Como Ana Ozores es Vetusta, María de la Luz se ahoga en Barbate, rodeada de hombres y mujeres que la critican por parecerles sus aficiones más propias de “señoritas” que de pobres como lo son todas en el pueblo. Si no ha ingresado ya en un convento es debido a los padres, la necesidad de cuidarlos la obligan a permanecer en un lugar que cada vez soporta menos. La llegada del teniente de la Guardia Civil,  que podría haberla sacado del marasmo local, la enfrenta, muy al contrario, a un dilema que la confunde e inquieta: ha de decidirse entre optar por el amor de un hombre, el amor al convento y el amor a su mejor amiga, enamorada también del galán y con la no quiere romper.

Fernández Varo, a pesar de criticar la ignorancia de sus paisanos, los presenta alejados del drama, en una visión amable que contrasta con la rudeza de sus expresiones verbales y de la propensión a sacar una navaja o una pistola al mismo teniente de la Guardia Civil.

En definitiva, el planteamiento de la trama de María de la Luz que hace Fernández Varo corría el peligro de caer en el puro folletín romántico, y desde luego, en ocasiones, resulta difícil creer que no estamos ante otra cosa que no sea sentimentalismo efectista y plano. De hecho, es probable que así sea. Pero, llegados a este punto, cualquier barbateño, casi seguro, habrá de confesar una total falta de objetividad. Porque, al leer estos la obra, los ojos literarios podrán cerrarse en cada página para abrir los del amante de la historia local, hasta el punto de lamentar el que Fernández Varo no se decidiese a escribir, no ya una historia del pueblo que le vio nacer, sino sencillamente un libro describiendo el Barbate que recordaba de fines del XIX y también el que le contaban de forma epistolar, el estrictamente contemporáneo a su novela.
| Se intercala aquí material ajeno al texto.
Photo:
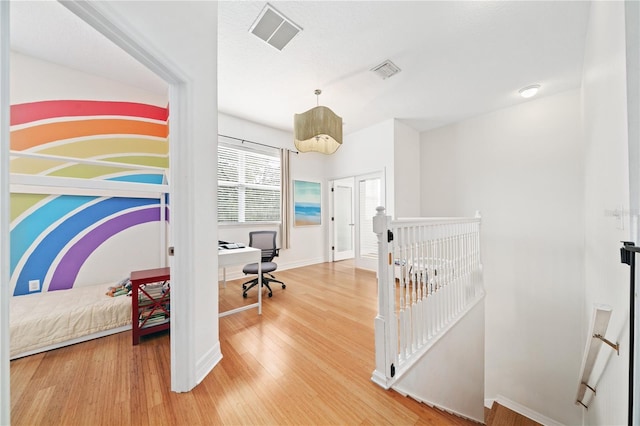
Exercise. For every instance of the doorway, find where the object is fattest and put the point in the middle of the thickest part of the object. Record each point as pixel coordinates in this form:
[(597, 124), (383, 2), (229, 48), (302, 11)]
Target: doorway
[(354, 200), (343, 222)]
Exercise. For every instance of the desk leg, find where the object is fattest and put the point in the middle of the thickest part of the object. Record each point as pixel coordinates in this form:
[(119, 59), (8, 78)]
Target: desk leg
[(259, 287)]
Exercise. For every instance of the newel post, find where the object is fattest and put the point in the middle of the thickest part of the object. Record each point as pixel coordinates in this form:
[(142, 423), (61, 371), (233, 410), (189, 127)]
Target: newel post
[(385, 340)]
Porque, sin duda, el ambiente social que deja entrever, los escasos datos que proporciona sobre el Barbate de su tiempo, son materia prima para historiadores y etnólogos. Y también para paisanos y amantes de la tierra que pisan: un lugar donde reconocerse aún después de cien años.

Barbate, 1920.

La novela concluye casi como empezó, con un Rolls Royce saliendo del pueblo y llevando en su interior a una muchacha que finalmente se ha decidido a abandonarlo para siempre. Puede que la decisión final de María de la Luz sea el reflejo de la que sintió el mismo Julio Fernández Varo quien, a más de mil kilómetros de Barbate, nunca jamás volvería a pisarlo.